Content for the Consideration Stage

If a prospect is still with you at this stage, congratulations, you’ve successfully sparked their interest. They are aware of the problem you solve and are looking for reasons to choose your solution. This doesn’t mean you leap right into “buy this stuff!”. No, often a more effective content strategy is to provide them with examples of how your product works and why it is a better solution than competitors.

Content at this stage might include:

  • Case studies
  • Free software demos or downloads
  • Product videos or facts such as statistics (think: “X% of our customers improved (measure) by X% or more”)
  • How-tos or best practices which feature or mention your product

Content for the Conversion Stage

Your prospects may have reached this stage via a journey through your content, or they’ve come straight to this point skipping the other stages because a friend recommended you to them or they’ve heard about you somewhere and know you can help.

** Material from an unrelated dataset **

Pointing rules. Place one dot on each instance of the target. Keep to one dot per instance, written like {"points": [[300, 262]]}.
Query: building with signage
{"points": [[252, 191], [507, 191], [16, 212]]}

This is the point where you can make a direct pitch (though, of course, “buy this stuff” is probably a bit too blatant!). It’s about giving them that final push which convinces them that purchasing is the thing to do.

Your content might include:

  • Sales page – whether this is a “hard sell” or not should depend on what you know about your customer’s preferences.
  • Webinar
  • Customer stories
  • Classes
  • Testimonials or reviews
  • Demos or free trials

Source: Business2Community

Content for the Retention Stage

The customer has taken the leap of faith and purchased from you, don’t neglect them once you’ve scored the sale! This means your content needs to keep delivering some kind of value to customers as well as keep your brand in their minds.

Content at this stage might include:

  • Helpful tips for getting the most of the product, such as “insider’s guides.”
  • Email newsletter specifically for customers.
  • Special offers such as for upgrades or new products.
  • “How-tos” from users.

Keep listening to your customers and understanding what topics are of interest to them. Providing them with useful content which helps them to be successful is a great way to channel loyalty and have them stick around.

Final Thoughts

Content is for every stage of the marketing funnel, though we often find businesses neglecting content for those customers they wish to retain!

All of your content should have an end-goal and have been thought out with regard to which stage of the funnel it is targeted at. Customers and prospects at each stage have different needs, so present content which addresses those needs.

Lastly, content can be used to keep current customers interested in your business. If you consistently deliver value for them with a great product coupled with quality content which actually helps them, you put yourself in a better position to retain them long-term.